Begin your construction loan proposal with an executive summary. Every formal business proposal has an executive summary that provides an overview of the content of an entire document.

An executive summary must include a short description of your company and the industry that you operate in. It also highlights your company’s strengths as a business, and of course, it gives a brief description of your business need, i.e. the nature of the project that needs funding and the amount of money that you need.

Company Profile

Before you go in-depth into with nitty-gritty of your new project that requires funding, you first have to establish what kind of company you are and the type of business that you do. In this part you present what your company is about and its key competitive advantages. You may talk about your company’s history as well as previous or current projects.

Business Expertise

This is similar to the company profile, but it focuses on the people who are part of your company. This part presents the skills and expertise of your company’s management team and technical experts. Mention their qualifications and professional licenses. Keep in mind that your goal is to prove to the lender that your company has a capable team that would make your project a success.

Financial Profile

In this part, you showcase the financial integrity of your company. The information that you include here should point to the appended financial statements. Describe your company’s current financial standing and also present the trend of your financial record over the last two to five years. The lender will look at your financial profile to assess your capacity in repaying a possible loan – put your company in a good light but remember to be transparent.

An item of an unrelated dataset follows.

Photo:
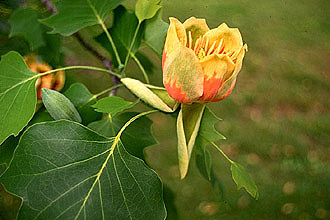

Project Information and Financial Need

This part details your business need: the type of project that you are working on, where it is located, what kind of services you need to accomplish this project, etc. All the information you present should lead to a reasonable estimate of the loan amount that you need.

Repayment Plan

Describe your proposed terms, including interest rates, term lengths, etc. In this part, you must also present how you plan to repay the loan as well as your project cash flow all throughout the project. The project cash flow should agree with your proposed terms. The goal here is to prove that you can repay your loan and that you have done your due research to anticipate potential financial pitfalls.


Pretty much all construction loans will require you to pledge collateral as security. In this part, you should include the collateral that you are willing to place to secure your loan in the event that you are not able to meet the construction loan terms.

Miscellaneous Items

These items are documents that may be appended to your construction loan proposal. They include personal and business financial statements, market studies, cash flow projection data, etc.

Final Words


Getting a construction loan can help you save on your budget for more important matters in the future such as unexpected delays, errors, an increase in construction material prices, and so on. Assess whether your business needs it and when you do, follow our tips so you can write better proposals that are highly probable to get approved.